I drew this and wrote the accompanying annotation as part of my #365DayDraw project 7 years ago today.
I was joking around this week (as per my usual), reciting the alphabet to my wife in a sing-songy way. It was moderately annoying until I reached Z, took a dramatic pause, and then continued with AA, AB, AC… well, you get the point. Have I been spending a little too much time in Google Sheets and Excel lately? Maybe. Anyway, it all starts with the awe-inspiring A.
This week has me thinking about changes. You know, the kind where the end of one journey marks the beginning of another. Here are a few of the key changes in my life.
I was a pretty shy, introverted kid in grade school. I gradually came out of my shell at SUNY Geneseo, evolving into an ambivert as a Resident Advisor, volunteer on Geneseo’s Emergency Squad, and coordinator of on-campus entertainment with the Activities Commission. Change.
I started working in New York City after graduate school, found an apartment in Mineola, and figured out how to live on my own. I had to navigate the complexities of fitting into both a corporate culture and volunteer firefighting, too. Change.
In preparation for a work stint in Zurich, an advance trip to hunt for apartments turned into an emotional low. I fell apart in a sobbing heap in a dark hotel room, overwhelmed with the enormity of being in a different country, but becoming all the more world-wise through the experience. Change.
It was during that European leg of my “professional tour” that I found myself sitting alone at dinner, deep in thought.

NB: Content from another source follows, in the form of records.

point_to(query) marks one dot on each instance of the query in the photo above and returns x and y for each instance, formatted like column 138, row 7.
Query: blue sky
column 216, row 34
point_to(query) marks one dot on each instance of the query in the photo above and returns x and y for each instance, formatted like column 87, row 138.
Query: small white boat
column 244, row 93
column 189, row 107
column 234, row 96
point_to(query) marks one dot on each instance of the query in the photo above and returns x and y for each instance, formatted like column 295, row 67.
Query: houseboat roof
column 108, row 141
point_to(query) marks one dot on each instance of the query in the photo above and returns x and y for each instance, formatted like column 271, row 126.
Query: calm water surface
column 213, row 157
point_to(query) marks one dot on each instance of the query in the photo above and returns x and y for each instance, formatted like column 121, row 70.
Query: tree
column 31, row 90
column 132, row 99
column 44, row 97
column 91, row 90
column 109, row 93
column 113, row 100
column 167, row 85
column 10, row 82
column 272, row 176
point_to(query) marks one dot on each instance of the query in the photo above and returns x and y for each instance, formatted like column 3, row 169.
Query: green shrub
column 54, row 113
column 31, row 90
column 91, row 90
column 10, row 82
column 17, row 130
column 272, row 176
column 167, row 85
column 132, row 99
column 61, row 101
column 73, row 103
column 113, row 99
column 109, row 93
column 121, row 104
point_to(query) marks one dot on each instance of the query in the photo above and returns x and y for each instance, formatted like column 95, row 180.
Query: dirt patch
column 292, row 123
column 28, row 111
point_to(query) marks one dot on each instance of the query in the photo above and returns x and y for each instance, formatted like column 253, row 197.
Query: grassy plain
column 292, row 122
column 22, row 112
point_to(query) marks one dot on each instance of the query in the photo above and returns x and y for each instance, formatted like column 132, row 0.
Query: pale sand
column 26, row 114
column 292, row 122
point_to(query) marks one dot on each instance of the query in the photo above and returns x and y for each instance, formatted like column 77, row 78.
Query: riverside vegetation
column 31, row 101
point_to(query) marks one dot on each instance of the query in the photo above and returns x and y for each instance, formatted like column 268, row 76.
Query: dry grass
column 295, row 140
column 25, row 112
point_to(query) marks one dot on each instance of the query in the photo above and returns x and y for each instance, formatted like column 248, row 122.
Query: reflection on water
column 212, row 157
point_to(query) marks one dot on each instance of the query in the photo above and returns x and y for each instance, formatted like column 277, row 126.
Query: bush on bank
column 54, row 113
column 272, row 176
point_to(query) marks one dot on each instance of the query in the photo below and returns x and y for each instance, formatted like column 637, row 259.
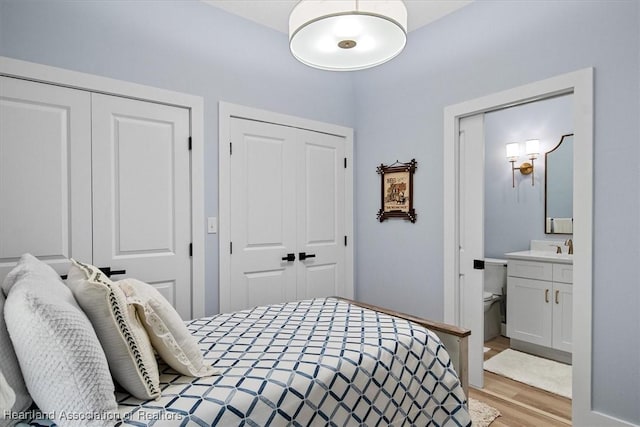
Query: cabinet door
column 529, row 310
column 45, row 174
column 141, row 194
column 562, row 316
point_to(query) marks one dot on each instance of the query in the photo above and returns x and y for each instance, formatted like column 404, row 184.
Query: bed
column 325, row 361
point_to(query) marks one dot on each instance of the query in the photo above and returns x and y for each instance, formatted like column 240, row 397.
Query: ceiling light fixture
column 347, row 35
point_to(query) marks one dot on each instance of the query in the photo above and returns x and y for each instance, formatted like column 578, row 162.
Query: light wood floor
column 520, row 405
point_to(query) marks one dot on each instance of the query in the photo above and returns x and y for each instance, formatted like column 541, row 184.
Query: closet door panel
column 45, row 173
column 320, row 219
column 141, row 194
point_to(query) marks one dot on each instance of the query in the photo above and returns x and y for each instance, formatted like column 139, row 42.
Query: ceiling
column 275, row 13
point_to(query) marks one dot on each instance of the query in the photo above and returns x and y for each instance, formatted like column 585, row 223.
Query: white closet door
column 320, row 215
column 45, row 174
column 141, row 194
column 263, row 214
column 287, row 199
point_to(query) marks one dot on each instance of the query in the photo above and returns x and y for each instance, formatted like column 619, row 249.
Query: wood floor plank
column 520, row 404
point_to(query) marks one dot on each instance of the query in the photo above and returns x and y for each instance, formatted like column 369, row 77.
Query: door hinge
column 478, row 264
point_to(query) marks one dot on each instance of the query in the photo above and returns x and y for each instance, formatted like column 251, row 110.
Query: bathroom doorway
column 456, row 266
column 515, row 202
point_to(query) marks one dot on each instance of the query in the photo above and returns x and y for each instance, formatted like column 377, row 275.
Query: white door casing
column 580, row 83
column 330, row 147
column 287, row 214
column 471, row 240
column 45, row 173
column 141, row 194
column 80, row 181
column 320, row 215
column 263, row 214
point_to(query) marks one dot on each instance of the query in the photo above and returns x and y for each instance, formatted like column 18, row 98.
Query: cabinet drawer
column 530, row 269
column 563, row 273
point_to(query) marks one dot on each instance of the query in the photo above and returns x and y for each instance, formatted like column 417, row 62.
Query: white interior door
column 263, row 214
column 472, row 240
column 141, row 194
column 320, row 215
column 287, row 209
column 45, row 173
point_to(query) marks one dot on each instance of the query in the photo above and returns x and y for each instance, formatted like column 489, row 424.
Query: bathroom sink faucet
column 569, row 243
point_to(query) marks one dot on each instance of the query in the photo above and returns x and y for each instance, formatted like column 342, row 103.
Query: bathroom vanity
column 540, row 303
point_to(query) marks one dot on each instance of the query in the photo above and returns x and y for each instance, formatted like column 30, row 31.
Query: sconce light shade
column 533, row 148
column 347, row 35
column 513, row 151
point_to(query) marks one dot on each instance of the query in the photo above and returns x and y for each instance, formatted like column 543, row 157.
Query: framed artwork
column 397, row 191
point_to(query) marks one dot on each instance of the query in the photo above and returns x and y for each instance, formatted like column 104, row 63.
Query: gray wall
column 484, row 48
column 186, row 46
column 515, row 216
column 397, row 110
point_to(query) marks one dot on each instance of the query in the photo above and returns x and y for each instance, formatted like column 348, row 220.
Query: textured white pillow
column 28, row 264
column 63, row 365
column 12, row 376
column 167, row 331
column 121, row 334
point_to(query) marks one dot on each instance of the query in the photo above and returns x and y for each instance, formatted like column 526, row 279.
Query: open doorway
column 456, row 268
column 531, row 362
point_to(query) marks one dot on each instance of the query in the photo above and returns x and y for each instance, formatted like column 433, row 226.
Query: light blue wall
column 186, row 46
column 515, row 216
column 397, row 110
column 484, row 48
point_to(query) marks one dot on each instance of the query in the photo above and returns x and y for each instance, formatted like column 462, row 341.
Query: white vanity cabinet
column 540, row 302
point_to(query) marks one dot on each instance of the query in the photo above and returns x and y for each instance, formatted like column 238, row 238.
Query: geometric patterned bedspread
column 321, row 362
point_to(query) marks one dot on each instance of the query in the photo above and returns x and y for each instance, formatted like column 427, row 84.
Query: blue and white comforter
column 321, row 362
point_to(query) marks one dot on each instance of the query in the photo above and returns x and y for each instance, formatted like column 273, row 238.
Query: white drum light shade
column 347, row 35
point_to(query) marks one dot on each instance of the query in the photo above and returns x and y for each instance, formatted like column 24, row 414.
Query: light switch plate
column 212, row 225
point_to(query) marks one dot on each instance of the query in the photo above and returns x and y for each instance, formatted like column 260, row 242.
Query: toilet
column 495, row 285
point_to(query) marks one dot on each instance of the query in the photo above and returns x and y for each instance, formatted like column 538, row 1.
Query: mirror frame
column 546, row 178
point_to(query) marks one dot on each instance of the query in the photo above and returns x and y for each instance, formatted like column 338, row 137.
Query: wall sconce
column 513, row 153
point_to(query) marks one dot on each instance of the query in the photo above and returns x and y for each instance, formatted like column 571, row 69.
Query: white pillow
column 11, row 375
column 28, row 264
column 63, row 365
column 166, row 329
column 124, row 339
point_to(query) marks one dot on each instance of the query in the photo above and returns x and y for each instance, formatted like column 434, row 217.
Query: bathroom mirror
column 558, row 182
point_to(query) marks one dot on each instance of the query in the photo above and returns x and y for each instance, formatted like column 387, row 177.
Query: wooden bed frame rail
column 455, row 339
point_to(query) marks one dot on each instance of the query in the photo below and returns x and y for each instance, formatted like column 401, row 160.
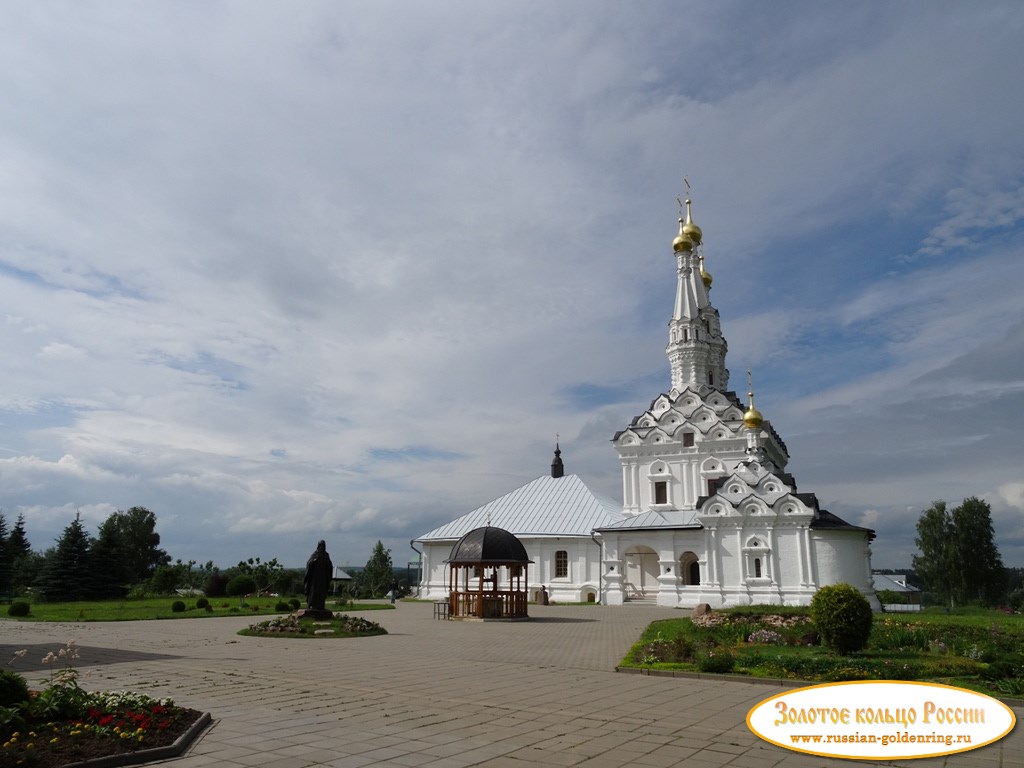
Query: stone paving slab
column 443, row 694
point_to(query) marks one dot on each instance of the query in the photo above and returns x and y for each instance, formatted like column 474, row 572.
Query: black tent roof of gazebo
column 488, row 545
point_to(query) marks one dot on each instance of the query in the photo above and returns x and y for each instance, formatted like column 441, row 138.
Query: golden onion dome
column 683, row 242
column 705, row 275
column 690, row 228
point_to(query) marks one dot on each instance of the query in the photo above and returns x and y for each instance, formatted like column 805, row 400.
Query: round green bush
column 13, row 689
column 843, row 617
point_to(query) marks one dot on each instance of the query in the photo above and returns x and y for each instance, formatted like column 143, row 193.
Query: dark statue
column 317, row 579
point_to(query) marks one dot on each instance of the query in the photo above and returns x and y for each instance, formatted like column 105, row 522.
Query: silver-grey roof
column 547, row 506
column 886, row 582
column 653, row 519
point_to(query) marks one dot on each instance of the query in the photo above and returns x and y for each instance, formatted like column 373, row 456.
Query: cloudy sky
column 283, row 271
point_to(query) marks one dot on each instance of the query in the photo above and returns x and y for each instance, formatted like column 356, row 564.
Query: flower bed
column 64, row 724
column 291, row 626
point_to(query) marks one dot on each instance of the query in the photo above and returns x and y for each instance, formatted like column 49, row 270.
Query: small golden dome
column 683, row 242
column 705, row 275
column 753, row 418
column 690, row 228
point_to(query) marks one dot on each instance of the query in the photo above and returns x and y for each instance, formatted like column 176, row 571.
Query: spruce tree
column 5, row 558
column 25, row 564
column 107, row 558
column 67, row 574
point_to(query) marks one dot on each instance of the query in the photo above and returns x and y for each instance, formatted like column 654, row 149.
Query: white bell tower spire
column 696, row 348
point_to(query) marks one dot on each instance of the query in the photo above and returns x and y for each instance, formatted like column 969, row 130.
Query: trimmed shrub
column 13, row 689
column 843, row 616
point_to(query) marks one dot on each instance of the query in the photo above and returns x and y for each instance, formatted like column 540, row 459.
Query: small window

I was in Lugano for the weekend and realized with startling clarity that I didn’t want to eat many more meals by myself. I knew who I wanted to be with, and I proposed marriage to Amy a few short weeks later. Change.
And now, my kids are no longer kids. They’re young adults going through big changes of their own, right around the age where mine all started.
Elizabeth finished student teaching on Friday and will graduate summa cum laude from Ithaca College next weekend. She landed a job prior to graduating, too! She’ll jump into the working world the following Monday as a vocal music teacher at Cayuga Heights Elementary. And, she’s moving into a new apartment during the summer. Change.
We just brought Xander home from his freshman year at Boston Conservatory. He’s home for two short weeks, after which he’ll be a resident artiste – playing multiple woodwinds – on the maiden voyage of MSC’s Explora I. He’ll spend the rest of the year sailing from Italy to Northern Europe, New England, and the Caribbean. He’ll return to Boston for the spring term. Change.
It’s an incredibly exciting time for both of my kids. I’m so proud of them and can’t wait to hear what happens for them next!
💧 It’s irrigation week here at the Dawson house. Time to turn it on, that is. I’ve had an irrigation system in place for the past few years and it works flawlessly. Each year requires very little maintenance, like my quick repair of a squirrel’s chewing habit that created a water fountain in my perennial bed.